G is one of those scientists with a deep appreciation of his subject and of the many fine scientists, from Darwin on, whose brilliant deductions and experiments have advanced our knowledge.

Some of his short observations have been a revelation to me. For example, he says that animals can move away from stress but plants have to stand and take it. It's a simple and obvious observation but one that puts things in a different perspective. His observations in many other areas help the reader to appreciate, as well as understand, both the complexity and sophistication of life processes, and the intelligence and sophistication of scientific research.

This is the second botany book I have completed after the simpler and much less demanding Botany for Gardeners. It's not a textbook (I'm in the middle of two of those) and is written for the layman, but it's still quite sophisticated. I've learned a lot from it.

[When filing this book card I spotted G's book on China that I read 31 years ago.

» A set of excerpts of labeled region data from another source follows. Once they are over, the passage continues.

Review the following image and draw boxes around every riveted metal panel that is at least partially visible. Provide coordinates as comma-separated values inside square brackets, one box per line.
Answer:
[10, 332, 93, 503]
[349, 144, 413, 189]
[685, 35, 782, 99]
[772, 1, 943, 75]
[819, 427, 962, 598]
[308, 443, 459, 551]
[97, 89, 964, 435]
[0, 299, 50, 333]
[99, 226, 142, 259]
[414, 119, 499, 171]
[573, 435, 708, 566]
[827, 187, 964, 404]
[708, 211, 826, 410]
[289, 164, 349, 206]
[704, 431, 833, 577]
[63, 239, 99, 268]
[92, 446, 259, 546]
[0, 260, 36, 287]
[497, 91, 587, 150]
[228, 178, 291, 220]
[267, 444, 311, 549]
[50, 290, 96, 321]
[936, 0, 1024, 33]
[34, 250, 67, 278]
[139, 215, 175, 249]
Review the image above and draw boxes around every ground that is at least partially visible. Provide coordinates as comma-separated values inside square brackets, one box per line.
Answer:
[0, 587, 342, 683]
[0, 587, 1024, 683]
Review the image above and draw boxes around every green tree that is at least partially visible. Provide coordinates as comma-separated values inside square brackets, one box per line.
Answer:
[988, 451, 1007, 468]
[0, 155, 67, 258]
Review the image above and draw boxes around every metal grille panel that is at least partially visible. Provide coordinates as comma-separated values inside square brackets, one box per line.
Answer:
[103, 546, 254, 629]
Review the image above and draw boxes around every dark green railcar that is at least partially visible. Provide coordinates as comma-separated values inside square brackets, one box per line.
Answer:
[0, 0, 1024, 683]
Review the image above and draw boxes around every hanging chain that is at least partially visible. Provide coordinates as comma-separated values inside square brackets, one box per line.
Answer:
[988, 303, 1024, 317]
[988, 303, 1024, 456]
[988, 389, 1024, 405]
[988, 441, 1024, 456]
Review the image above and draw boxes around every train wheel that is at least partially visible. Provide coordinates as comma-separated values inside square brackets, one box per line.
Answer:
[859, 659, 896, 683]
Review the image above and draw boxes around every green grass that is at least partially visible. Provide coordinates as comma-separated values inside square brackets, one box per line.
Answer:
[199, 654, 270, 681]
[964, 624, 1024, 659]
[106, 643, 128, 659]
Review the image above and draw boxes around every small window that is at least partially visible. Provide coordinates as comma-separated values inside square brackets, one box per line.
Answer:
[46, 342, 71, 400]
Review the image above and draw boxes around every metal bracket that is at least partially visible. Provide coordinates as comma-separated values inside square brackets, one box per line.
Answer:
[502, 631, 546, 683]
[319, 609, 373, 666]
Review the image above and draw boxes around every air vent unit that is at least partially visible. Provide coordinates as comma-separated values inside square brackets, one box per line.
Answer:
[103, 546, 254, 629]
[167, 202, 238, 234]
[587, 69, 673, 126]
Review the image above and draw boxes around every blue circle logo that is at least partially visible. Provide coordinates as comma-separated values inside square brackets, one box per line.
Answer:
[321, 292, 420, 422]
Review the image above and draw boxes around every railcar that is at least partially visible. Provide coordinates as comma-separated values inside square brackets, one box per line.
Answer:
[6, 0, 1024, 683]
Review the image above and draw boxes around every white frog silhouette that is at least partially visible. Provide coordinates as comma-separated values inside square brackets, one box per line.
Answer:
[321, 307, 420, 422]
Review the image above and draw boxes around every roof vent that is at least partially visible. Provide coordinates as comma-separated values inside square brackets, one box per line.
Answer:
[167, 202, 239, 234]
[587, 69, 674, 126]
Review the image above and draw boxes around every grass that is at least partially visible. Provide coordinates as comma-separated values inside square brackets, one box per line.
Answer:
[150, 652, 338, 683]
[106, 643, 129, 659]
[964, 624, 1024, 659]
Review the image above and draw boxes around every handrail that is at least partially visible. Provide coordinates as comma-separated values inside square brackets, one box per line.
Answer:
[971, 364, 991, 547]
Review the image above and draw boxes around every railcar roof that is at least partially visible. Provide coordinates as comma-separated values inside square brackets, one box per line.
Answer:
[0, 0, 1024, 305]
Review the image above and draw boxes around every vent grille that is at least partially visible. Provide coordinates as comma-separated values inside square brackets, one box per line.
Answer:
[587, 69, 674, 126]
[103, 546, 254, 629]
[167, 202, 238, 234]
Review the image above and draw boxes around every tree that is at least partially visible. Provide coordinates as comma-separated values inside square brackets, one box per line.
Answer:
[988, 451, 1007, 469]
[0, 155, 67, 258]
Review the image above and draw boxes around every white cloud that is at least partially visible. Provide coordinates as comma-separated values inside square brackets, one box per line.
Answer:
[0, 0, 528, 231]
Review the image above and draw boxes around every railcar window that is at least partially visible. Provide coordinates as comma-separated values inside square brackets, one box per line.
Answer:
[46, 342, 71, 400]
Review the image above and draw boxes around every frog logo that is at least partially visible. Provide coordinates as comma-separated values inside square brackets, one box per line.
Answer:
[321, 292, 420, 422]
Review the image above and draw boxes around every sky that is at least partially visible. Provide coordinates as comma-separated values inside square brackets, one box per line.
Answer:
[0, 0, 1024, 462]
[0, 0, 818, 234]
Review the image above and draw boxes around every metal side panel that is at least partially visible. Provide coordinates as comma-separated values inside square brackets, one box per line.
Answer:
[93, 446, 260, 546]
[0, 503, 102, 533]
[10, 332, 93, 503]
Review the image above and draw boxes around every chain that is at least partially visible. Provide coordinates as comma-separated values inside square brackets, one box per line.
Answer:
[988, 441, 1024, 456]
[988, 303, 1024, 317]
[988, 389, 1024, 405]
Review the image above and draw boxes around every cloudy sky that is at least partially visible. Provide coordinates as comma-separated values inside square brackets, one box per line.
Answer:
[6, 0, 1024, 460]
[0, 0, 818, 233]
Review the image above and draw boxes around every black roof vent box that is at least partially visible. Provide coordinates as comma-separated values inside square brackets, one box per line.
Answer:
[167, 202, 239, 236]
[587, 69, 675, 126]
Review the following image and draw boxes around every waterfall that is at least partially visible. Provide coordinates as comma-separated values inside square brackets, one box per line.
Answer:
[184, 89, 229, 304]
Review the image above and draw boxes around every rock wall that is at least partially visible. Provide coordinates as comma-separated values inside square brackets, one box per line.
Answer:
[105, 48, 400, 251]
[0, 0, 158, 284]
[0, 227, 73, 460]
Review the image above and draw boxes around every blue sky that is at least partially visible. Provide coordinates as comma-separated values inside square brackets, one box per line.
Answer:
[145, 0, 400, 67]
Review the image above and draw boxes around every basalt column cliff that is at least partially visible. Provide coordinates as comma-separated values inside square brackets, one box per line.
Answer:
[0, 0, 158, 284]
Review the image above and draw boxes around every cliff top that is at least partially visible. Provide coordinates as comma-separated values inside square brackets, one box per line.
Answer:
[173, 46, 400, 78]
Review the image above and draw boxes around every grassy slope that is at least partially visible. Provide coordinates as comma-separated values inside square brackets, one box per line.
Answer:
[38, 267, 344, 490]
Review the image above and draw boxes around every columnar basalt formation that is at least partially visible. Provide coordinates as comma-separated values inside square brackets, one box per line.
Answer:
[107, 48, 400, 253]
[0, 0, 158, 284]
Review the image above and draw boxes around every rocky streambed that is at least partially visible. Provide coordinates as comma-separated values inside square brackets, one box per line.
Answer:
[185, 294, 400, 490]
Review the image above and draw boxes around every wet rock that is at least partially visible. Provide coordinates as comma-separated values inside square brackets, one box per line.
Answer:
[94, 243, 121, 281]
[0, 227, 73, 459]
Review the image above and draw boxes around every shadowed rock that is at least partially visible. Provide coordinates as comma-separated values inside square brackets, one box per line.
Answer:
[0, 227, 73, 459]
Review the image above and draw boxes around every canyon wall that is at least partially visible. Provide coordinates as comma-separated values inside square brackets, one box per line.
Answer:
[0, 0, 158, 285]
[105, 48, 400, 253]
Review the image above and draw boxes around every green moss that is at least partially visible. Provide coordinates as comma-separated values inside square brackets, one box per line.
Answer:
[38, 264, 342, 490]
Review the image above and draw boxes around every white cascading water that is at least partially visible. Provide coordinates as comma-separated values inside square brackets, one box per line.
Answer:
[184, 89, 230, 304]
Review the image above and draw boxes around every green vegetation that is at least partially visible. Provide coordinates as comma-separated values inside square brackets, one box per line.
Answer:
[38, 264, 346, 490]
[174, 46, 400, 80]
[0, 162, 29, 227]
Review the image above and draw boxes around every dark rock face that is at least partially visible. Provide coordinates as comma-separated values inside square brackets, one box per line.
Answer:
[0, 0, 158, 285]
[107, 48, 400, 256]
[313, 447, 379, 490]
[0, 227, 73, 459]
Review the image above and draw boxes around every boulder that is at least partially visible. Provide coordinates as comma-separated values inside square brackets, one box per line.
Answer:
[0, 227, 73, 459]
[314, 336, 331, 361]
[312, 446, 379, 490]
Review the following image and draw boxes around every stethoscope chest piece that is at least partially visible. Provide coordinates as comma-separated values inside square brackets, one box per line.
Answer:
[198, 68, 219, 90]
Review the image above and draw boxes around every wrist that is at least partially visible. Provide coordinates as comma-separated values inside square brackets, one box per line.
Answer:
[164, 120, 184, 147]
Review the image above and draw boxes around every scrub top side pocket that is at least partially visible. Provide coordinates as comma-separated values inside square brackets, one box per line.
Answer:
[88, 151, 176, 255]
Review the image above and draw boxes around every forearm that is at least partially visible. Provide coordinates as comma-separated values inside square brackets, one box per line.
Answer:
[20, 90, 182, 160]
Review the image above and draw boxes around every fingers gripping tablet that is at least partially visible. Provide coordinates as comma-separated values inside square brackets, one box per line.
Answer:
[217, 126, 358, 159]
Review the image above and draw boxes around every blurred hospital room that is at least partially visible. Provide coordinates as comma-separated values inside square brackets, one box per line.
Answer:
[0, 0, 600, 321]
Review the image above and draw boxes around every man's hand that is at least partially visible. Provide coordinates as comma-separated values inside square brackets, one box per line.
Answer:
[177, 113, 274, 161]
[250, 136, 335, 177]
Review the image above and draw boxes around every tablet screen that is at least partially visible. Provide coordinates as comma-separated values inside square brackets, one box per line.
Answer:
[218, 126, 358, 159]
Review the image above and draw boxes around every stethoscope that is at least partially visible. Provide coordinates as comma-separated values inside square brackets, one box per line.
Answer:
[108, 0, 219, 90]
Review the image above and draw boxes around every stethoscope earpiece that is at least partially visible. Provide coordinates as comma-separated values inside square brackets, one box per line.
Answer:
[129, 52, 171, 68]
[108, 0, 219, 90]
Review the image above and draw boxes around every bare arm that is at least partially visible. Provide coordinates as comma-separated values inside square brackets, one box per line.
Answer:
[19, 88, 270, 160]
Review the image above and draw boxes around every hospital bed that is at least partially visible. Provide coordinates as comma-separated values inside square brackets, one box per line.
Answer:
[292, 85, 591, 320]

Two interesting books by the same interesting man.]

December 6

Author Smith, Martin Cruz
Publication Hampton, NH: BBC Audio Books, 2002
Number of Pages 400
Genres Fiction; Historical fiction
Keywords World War II
When Read November 2005

Abstract

Harry Niles, born of American missionaries, grows up in Japan. He is a gambler, a hustler, a night club owner, and a sort of would be American agent who wants to stop the coming Japanese attack on Pearl Harbor, partly out of loyalty to the United States, and partly out of love of Japan, which he believes will be crushed if it goes to war against the U.S.

The story is told in a present time of December 5-6, 1941, and also in flashbacks to Harry's childhood in the early 1920's, where he is constantly chased and mercilessly beaten by his thuggish "friends" playing beat the foreigner, and is protected and educated by an artist and a whore who take him in.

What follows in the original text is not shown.